Também numa resposta escrita ao PÚBLICO, a Deco Proteste adianta que tem “alertado continuamente para a disparidade tarifária encontrada para os vários serviços” e sublinha que “estas diferenças não podem ser justificadas apenas por diferenças nos investimentos em reabilitação de redes, por ineficiências na gestão dos sistemas ou níveis de cobertura de custos através dos tarifários cobrados ao consumidor doméstico”. A associação de defesa dos consumidores entende que “as políticas governamentais devem ser delineadas de modo consistente, valorizando a continuidade, e promovendo o acesso equitativo dos cidadãos, independentemente do concelho onde residem”.
Afirmando que recebe “anualmente vários pedidos de informação” de consumidores “no que respeita à facturação dos vários serviços cobrados na factura da água”, a Deco defende que “a ERSAR deve ter poderes que lhe permitam agir de modo independente na regulação tarifária, no seguimento das comissões de acompanhamento aos contratos de concessão, públicos ou privados, e na publicação do Regulamento Tarifário para os Serviços de Água e Saneamento”. “É necessária a harmonização tarifária que garanta a acessibilidade económica a todos os cidadãos.”
O PÚBLICO enviou perguntas à ERSAR, nomeadamente sobre o novo Regulamento Tarifário dos Serviços de Água, em fase de consulta prévia, mas não obteve resposta em tempo útil.
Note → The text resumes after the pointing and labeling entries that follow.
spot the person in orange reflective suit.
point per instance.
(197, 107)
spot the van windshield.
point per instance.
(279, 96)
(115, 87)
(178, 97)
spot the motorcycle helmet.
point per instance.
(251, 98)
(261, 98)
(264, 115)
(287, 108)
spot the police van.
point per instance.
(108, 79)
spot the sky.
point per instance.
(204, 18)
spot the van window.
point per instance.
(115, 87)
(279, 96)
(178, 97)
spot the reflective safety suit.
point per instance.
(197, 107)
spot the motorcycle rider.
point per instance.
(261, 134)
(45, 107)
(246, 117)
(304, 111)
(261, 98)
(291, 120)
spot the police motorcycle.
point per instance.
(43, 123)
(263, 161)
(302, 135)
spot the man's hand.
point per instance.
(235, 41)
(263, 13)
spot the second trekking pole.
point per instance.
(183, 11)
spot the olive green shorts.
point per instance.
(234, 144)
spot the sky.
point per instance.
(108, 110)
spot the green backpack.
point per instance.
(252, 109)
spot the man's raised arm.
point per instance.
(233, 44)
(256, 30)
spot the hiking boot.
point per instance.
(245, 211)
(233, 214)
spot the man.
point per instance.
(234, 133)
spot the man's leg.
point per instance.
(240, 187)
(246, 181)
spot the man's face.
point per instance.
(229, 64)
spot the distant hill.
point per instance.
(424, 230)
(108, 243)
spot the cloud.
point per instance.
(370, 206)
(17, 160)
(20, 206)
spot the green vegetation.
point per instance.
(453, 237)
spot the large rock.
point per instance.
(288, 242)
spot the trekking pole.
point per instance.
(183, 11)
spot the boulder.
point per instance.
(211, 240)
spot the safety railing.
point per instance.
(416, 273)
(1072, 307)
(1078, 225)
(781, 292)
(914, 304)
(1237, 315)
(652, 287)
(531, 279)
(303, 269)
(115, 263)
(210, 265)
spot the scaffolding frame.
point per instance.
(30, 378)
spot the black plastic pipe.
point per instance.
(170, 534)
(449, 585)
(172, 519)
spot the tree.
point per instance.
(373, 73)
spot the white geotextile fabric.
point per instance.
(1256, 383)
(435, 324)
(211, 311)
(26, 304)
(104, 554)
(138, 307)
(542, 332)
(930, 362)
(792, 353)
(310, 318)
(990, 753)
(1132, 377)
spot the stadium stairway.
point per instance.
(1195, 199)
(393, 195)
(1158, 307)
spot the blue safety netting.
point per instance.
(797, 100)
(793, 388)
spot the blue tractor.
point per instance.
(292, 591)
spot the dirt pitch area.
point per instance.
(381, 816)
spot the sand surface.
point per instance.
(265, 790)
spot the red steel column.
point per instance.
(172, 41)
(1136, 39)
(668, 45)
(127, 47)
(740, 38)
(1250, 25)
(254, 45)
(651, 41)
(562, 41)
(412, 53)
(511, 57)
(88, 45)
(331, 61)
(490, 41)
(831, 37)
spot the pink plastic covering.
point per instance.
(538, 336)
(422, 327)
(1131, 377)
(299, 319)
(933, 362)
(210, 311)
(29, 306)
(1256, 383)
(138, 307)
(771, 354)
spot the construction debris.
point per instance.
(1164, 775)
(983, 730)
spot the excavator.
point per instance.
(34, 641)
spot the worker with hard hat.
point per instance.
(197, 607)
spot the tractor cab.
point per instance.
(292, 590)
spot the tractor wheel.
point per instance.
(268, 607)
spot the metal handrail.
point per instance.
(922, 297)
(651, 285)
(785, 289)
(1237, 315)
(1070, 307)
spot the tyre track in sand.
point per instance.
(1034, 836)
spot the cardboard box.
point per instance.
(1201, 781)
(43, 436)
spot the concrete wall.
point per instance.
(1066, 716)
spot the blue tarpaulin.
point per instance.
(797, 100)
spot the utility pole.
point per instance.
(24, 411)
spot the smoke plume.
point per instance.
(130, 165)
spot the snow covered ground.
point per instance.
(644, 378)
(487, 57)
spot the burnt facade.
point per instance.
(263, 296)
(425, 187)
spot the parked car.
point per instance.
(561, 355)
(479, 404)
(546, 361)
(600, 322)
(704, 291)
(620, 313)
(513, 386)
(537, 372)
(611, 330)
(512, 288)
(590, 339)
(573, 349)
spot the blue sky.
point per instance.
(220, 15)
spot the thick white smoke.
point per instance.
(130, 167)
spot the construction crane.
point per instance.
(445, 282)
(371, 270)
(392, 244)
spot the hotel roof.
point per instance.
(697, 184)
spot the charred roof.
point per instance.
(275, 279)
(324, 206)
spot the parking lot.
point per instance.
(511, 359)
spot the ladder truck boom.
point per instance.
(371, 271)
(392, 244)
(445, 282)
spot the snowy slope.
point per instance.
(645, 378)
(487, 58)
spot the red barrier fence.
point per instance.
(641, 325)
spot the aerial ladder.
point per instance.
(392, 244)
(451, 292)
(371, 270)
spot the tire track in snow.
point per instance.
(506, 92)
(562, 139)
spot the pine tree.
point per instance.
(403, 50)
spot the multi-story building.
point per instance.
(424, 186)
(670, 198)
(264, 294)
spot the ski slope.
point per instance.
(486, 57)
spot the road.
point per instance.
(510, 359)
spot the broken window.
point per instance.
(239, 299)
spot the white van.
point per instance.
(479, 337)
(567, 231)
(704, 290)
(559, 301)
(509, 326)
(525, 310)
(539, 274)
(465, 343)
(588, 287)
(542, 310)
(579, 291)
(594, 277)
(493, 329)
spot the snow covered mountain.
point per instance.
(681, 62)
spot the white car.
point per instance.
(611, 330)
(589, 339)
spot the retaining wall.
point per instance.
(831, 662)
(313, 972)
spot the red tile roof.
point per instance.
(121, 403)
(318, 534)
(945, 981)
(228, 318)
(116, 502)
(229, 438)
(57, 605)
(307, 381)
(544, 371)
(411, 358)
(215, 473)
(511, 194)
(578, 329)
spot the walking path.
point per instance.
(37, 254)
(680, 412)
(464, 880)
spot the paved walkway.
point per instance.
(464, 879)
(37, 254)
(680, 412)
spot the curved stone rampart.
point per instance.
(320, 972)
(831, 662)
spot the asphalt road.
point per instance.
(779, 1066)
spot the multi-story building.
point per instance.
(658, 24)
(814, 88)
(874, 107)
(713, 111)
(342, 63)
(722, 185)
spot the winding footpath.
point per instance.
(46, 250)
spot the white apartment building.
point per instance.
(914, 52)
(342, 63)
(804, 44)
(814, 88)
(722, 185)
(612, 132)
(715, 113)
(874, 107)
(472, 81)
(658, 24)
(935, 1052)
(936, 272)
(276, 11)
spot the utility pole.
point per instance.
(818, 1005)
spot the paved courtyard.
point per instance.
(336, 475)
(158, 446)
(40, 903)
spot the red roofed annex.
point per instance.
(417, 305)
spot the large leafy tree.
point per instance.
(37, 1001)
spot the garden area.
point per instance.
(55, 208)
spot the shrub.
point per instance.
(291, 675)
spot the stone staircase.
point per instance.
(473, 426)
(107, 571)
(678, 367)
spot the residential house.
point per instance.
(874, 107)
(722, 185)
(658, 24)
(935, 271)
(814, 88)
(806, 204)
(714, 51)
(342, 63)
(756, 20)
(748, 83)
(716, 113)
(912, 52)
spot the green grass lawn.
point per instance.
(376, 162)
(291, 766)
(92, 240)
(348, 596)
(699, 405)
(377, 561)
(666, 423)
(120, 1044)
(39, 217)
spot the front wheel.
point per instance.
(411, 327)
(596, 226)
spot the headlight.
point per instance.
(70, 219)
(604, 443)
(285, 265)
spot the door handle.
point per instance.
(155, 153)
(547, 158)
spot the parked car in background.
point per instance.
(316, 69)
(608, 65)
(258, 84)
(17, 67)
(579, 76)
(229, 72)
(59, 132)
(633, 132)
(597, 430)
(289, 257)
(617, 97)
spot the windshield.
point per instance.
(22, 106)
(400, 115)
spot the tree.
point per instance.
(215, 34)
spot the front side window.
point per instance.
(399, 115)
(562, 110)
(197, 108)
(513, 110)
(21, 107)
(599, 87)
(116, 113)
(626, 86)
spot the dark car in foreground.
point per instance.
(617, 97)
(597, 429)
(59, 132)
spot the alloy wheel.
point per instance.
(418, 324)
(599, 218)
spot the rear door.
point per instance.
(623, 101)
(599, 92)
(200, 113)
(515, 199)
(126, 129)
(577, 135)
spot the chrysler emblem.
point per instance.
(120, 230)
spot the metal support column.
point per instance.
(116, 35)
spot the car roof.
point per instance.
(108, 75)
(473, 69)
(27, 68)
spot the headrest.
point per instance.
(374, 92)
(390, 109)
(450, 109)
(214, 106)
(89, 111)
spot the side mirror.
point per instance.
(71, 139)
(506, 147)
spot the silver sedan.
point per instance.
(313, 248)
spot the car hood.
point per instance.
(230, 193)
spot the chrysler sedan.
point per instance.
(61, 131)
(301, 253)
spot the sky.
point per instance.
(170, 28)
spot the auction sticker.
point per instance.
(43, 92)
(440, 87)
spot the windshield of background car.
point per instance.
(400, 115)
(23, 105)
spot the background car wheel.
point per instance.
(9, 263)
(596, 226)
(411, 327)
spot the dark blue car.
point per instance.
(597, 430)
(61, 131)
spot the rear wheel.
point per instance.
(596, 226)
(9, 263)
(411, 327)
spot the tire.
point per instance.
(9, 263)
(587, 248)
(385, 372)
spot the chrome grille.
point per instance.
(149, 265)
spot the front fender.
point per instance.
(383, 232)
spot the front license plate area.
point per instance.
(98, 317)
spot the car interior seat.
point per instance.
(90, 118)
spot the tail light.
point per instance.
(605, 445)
Alfeu Sá Marques lembra que “mais de 99% da população nacional está ligada a uma rede de água segura e cerca de 93% a uma rede de esgotos” e diz também que a qualidade da água que nos sai das torneiras é “muito boa”. “A água é o serviço mais barato que temos, quando comparado com o preço da electricidade ou das comunicações, e a maior parte da população não tem isso presente.” Não ajuda o facto de as facturas serem “de leitura horrorosa”, acrescenta. No seu site, a Deco Proteste tem um artigo que ajuda a ler a factura.